As the GAVeCeLT group (1) stated in their manual on PICCs and midlines regarding the evolution of PICC use, the introduction of ultrasound in the 2000s has been a breakthrough in the field.
In this article, we delve into the utility of ultrasound in the field of vascular access.
Ultrasound for internal vein visibility and complications reduction:
The damage caused by punctures used to be quite significant, given the use of blind puncture and the calibre of outdated introducers from 30 years ago. Ultrasound became crucial by integrating with the less invasive Microseldinger technique, employing a 21G needle and a flexible, thin guide.
Having access to information about the shape, diameter, and trajectory of the veins provides much clearer guidance on how to approach the insertion of a PICC or midline catheter. Thanks to ultrasound, the insertion is less traumatic and helps prevent many subsequent complications such as extravasation, phlebitis, and hematomas. It also offers a great advantage: accessing deep arm veins (basilic, cephalic) of larger calibre veins that are not visible to the naked eye.
The literature leaves no doubt about the relevance and necessity of ultrasound for the placement of medium to long-term intravenous catheters. It indeed increases the first-attempt success rate and reduces procedural time (2, 3, 4).
Understanding ultrasound waves:
In the sound wave spectrum, ultrasound waves extend beyond 20,000 Hz, surpassing the audible range of sounds to humans:
(5)
These waves are present in nature. Bats and dolphins, for example, have an internal “radar” that operates by emitting ultrasound waves. They quickly receive the echoes and, by creating a map of their surroundings, navigate accordingly.
In ultrasound imaging, waves pass through the examined tissues, with a fraction returning to the transducer to create an image. The structures’ appearance in the image depends on the density of the traversed tissues.
So, how is an image generated from ultrasound?
The ultrasound machine consists of a transducer or probe. This device converts electrical energy into mechanical energy and vice versa. The piezoelectric crystals within the transducer enable the energy conversion.
The emitted ultrasound beam from the probe is very thin, with a thickness of 1 mm.
(6)
The shape of the transducer beam is related to the footprint of the transducer. Higher frequency leads to better image resolution but less depth penetration, and vice versa.

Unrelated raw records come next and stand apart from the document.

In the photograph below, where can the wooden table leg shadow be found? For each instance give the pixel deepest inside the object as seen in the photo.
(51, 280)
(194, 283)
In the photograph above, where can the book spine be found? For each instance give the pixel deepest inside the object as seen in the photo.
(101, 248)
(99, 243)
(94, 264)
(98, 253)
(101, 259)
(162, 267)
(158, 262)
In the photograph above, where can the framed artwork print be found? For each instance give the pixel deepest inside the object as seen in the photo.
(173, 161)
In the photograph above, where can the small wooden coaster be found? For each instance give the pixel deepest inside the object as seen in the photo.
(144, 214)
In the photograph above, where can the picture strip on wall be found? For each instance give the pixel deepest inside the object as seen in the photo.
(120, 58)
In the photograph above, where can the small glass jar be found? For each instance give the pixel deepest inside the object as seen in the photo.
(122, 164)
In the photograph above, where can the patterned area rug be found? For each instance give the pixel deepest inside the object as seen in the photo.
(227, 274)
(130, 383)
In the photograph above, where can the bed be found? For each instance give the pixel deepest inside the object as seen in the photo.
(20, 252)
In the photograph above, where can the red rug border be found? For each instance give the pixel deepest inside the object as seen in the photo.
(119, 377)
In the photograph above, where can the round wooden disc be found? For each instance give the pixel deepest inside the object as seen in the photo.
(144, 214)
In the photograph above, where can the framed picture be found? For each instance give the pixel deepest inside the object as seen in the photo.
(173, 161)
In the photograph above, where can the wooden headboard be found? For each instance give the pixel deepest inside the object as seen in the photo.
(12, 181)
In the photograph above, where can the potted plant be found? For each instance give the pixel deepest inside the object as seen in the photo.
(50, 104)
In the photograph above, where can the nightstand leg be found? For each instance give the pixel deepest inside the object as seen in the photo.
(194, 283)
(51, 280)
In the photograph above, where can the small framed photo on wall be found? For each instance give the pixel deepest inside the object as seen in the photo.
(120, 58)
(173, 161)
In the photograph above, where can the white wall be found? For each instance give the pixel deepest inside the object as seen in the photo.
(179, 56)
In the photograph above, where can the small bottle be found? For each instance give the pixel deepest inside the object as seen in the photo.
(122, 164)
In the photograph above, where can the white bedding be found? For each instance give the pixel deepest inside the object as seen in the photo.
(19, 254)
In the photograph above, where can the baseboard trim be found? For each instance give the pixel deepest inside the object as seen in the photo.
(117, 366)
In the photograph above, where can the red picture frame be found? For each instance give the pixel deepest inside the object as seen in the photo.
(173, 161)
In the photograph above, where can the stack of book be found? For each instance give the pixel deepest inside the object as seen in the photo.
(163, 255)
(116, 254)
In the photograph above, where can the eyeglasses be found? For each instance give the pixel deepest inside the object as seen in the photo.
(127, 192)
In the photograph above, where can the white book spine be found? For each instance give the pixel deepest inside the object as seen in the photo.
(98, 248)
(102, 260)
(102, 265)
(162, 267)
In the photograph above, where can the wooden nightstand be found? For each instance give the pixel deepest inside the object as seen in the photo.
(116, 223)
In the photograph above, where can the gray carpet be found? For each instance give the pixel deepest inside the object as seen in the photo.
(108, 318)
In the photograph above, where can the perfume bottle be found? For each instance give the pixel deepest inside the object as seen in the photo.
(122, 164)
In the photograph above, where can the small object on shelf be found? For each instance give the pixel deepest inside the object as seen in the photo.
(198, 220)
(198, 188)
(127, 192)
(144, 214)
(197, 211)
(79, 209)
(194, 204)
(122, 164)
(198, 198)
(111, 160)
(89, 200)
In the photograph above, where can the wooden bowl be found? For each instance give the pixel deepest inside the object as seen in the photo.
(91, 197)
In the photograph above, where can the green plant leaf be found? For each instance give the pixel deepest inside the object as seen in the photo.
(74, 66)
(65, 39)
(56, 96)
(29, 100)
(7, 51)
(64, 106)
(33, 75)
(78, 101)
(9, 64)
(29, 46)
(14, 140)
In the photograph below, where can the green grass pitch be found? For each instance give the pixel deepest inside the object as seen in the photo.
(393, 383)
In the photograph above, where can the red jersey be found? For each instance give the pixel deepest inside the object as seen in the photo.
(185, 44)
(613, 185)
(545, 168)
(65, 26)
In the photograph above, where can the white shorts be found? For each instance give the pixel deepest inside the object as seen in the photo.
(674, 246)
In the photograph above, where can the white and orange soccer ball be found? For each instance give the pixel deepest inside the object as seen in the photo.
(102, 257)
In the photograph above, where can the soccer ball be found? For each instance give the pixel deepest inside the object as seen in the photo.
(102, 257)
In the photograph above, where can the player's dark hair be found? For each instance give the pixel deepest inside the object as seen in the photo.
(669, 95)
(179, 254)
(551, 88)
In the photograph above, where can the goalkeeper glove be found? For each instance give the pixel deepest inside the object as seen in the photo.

There are three fundamental types of probes:
- Linear probe: High frequency, up to 18MHz, with a footprint of about 4cm and a depth of 5-6cm (used for vessels, nerves, muscles, etc.).
- Convex probe: Low frequency, <6MHz, with a footprint of 6cm and a depth of 30cm (used for abdominal and obstetric ultrasound).
- Sector probe: Low frequency, <6MHz, with a footprint of 21cm and a depth of 35cm (used for cardiac ultrasound). (6,7)
(6)
The computer system is responsible for transforming the information received by cable or Wi-Fi into interpretable images:
Depending on the amplitude of the waves that reach the transducer, the ultrasound image is formed with different shades of grey (brighter shades indicate higher amplitude received by the probe):
Characteristics and parameters of ultrasound-guided puncture:
- Manipulation of the probe:
– The position and orientation of the probe are of great importance. During the learning process, these are among the first skills to be acquired: maintaining sufficient contact with the skin using gel, adjusting the angle to visualize the desired image, and knowing how to move the probe based on the visible structures.
– Concerning probe orientation relative to the image, the probe marker should be aligned to the right of the patient in the transverse view and towards the head in the longitudinal view.
– The ultrasound beam creates a sectional view of the structures based on the position of the probe: working with the longitudinal view (“in-plane”) provides an image along the length of the vein, while the transverse view (“out of plane”) provides an image across the width of the vein (slices).
(6)
- Recognition of structures:
Another essential skill to have when using an ultrasound in vascular access is the ability to recognize different structures:
- Veins: Recognized by their circular shape in transverse view. They collapse under pressure when applying the probe to the skin.
- Arteries: Recognized by their circular shape in transverse view, pulsation, and resistance to collapse when applying pressure with the probe on the skin.
- Nerves: Recognized by their honeycomb-like structure.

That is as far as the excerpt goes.